Dal punto di vista diagnostico, nei pazienti con sintomi tipici e in assenza di segni di allarme, quali disfagia, ovvero difficoltà nella deglutizione del cibo, calo ponderale involontario, anemia, sanguinamento digestivo o vomito persistente, l’approccio iniziale è spesso clinico e può prevedere un trattamento empirico con farmaci antisecretivi, ossia i farmaci inibitori della pompa protonica che riducono la produzione di acido da parte dello stomaco.

La presenza di sintomi d’allarme, l’età più avanzata o la mancata risposta alla terapia rendono invece indicata l’esecuzione di una esofagogastroduodenoscopia, un esame che permette di osservare direttamente esofago, stomaco e duodeno, utile per documentare eventuali lesioni da reflusso e per escludere altre patologie.

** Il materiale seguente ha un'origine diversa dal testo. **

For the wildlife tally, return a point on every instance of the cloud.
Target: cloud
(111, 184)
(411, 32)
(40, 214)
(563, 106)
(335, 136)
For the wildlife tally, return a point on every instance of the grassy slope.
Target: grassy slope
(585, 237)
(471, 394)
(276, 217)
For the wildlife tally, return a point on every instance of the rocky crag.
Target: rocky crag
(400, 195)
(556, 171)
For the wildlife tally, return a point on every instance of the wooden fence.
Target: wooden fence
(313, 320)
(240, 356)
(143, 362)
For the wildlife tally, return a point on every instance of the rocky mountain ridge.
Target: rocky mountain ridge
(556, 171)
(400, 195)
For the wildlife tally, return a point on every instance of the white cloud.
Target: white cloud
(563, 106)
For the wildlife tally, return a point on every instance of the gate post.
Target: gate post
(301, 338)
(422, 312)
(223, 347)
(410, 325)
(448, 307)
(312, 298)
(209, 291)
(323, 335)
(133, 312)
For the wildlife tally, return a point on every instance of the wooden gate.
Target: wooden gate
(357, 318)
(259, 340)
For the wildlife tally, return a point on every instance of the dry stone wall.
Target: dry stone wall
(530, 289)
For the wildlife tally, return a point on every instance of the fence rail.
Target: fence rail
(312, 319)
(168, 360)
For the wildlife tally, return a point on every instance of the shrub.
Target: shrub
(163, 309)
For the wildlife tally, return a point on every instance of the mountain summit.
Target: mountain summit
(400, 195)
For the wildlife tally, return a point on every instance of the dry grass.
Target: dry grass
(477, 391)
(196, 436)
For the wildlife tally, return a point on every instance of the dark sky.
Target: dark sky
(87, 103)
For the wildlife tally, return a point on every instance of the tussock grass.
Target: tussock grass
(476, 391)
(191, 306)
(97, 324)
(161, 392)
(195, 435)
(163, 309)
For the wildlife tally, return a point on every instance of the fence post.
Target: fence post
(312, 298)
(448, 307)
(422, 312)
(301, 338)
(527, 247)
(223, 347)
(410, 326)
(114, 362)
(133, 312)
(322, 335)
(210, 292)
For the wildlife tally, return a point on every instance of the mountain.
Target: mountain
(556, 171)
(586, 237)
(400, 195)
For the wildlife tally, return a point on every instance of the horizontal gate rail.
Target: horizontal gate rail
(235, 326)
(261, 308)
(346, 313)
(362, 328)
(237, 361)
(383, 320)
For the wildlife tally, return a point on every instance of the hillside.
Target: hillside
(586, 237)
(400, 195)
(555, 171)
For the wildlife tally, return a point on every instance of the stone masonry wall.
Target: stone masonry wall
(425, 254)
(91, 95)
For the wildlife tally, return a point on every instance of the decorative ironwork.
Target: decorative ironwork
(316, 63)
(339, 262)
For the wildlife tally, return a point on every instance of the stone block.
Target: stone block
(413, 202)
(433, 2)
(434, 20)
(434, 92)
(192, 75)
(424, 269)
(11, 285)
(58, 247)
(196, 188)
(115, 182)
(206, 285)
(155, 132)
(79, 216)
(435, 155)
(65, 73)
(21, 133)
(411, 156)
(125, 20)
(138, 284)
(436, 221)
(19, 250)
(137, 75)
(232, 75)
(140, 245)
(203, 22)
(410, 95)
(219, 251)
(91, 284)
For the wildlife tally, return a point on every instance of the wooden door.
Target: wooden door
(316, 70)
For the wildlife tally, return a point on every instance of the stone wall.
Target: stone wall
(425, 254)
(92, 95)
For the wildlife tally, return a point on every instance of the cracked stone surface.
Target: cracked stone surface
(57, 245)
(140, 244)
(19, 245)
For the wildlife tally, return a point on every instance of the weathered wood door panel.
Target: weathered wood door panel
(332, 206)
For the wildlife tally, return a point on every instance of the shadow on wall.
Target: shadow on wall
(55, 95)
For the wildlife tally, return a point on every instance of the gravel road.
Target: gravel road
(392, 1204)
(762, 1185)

Quando l’endoscopia risulta negativa, ma il dubbio diagnostico persiste, soprattutto nei pazienti con sintomi atipici o refrattari, possono essere necessari esami funzionali come la pH-impedenziometria delle 24 ore, che consente di misurare per un’intera giornata quanti episodi di reflusso si verificano, il tempo di esposizione esofagea al contenuto acido e di correlarli ai sintomi riferiti dal paziente.

Approccio terapeutico

La terapia si basa innanzitutto su misure dietetico-comportamentali, atte a ridurre il peso corporeo in caso di sovrappeso, evitare pasti abbondanti o ad elevato contenuto lipidico, non coricarsi subito dopo mangiato, limitare alcol e fumo e sollevare la testata del letto nei soggetti con sintomi notturni.

Come già accennato, il trattamento farmacologico di prima linea è rappresentato dagli inibitori di pompa protonica.

In molti pazienti questi farmaci vengono impiegati per un periodo limitato, fino al miglioramento clinico, e successivamente sospesi oppure utilizzati al bisogno.

Una terapia continuativa a lungo termine non è necessaria in tutti i casi, ma può essere indicata nei pazienti con forme più severe, recidivanti o complicate.

In casi selezionati possono essere utili anche antiacidi o alginati per il sollievo sintomatico: i primi neutralizzano temporaneamente l’acidità gastrica, mentre i secondi formano una sorta di barriera protettiva che limita la risalita del contenuto dello stomaco.

Nei pazienti con sintomi persistenti e con documentazione di reflusso refrattario, cioè non adeguatamente controllato dalla terapia medica, si può infine considerare un approccio interventistico o chirurgico, dopo adeguata valutazione specialistica.